The 'set-monad' library exports the 'Set' abstract data type and set-manipulating functions. These functions behave exactly as their namesakes from the 'Data.Set' module of the 'containers' library. In addition, the 'set-monad' library extends 'Data.Set' by providing 'Functor', 'Applicative', 'Alternative', 'Foldable', 'Monad', and 'MonadPlus' instances for sets.
In other words, you can use the 'set-monad' library as a drop-in replacement for the 'Data.Set' module of the 'containers' library and, in addition, you will also get the aforementioned instances which are not available in the 'containers' package.

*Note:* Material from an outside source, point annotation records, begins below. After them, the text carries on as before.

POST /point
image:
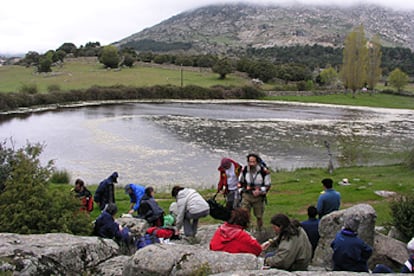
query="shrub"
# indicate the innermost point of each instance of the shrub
(60, 177)
(53, 88)
(402, 215)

It is not possible to directly implement instances for the aforementioned standard Haskell type classes for the 'Set' data type from the 'containers' library. This is because the key operations 'map' and 'union', are constrained with 'Ord' as follows.
> map :: (Ord a, Ord b) => (a -> b) -> Set a -> Set b > union :: (Ord a) => Set a -> Set a -> Set a
The 'set-monad' library provides the type class instances by wrapping the constrained 'Set' type into a data type that has unconstrained constructors corresponding to monadic combinators. The data type constructors that represent monadic combinators are evaluated with a constrained run function. This elevates the need to use the constraints in the instance definitions (this is what prevents a direct definition). The wrapping and unwrapping happens internally in the library and does not affect its interface.
For details, see the rather compact definitions of the 'run' function and type class instances. The left identity and associativity monad laws play a crucial role in the definition of the 'run' function. The rest of the code should be self explanatory.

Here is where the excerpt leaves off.